知りたいのは、自分たちが選ばれた理由と、二人を待ち受ける運命のみ……。
杏奈は暗がりの中、壁に背中を預けて立っていた。
テレビ画面には、もう何も映っていない。
自分の名前を口にする不気味な少女も、しょせんは作りものに過ぎない。
だから、怖がる必要はないんだ。
私はまだまだ大丈夫……。
再び、森耕太郎が現れるときが待ち遠しかった。
もちろん、恋愛感情は全くない。
彼が一番扱いやすいからだ。
早く会いたい、会いたい、会いたい──。
杏奈は恋人の来訪を願う乙女のような心境で、暗がりの中に佇んでいた。
しばらくして扉が開いたとき、期待と興奮に胸が高鳴った。
「いやっほぅ! 元気か~? ひゃひゃひゃ」
……チッ。
ピエロ男の顔を見た途端、杏奈は心の中で舌打ちした。
無言のまま、冷たい目つきで男を見上げる。
「な……何だよ? てめー、喧嘩売ってんのか!? ムカつくガキだな、マジで」
相変わらず、怒鳴ることしか芸のない単細胞だ。
杏奈は無視して顔を背ける。
「てめ……マジで犯すぞ。
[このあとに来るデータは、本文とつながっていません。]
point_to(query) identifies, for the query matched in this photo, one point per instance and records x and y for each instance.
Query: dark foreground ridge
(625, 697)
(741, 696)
せっかく、お前にいいもん持って来てやったのによ」
そう言って、ピエロ男がコーラの缶を見せつけてきた。
コーラ……、悠介!!
杏奈はハッとして、彼氏の顔を思い浮かべた。
「どうだ? 真夏だから、この冷たいコーラ飲みてーだろ!?」
「……、うん」
杏奈は少し間を置いて、子供のようにコクリと頷いた。
ピエロ男が勝ち誇った顔つきになり、缶のプルトップを開ける。
「まずは俺が味見な?」
そう言って、コーラの缶に口をつけてゴクゴクと飲んだ。
杏奈は焦れったい気持ちで、恨めしげに男の上下する喉仏を見つめた。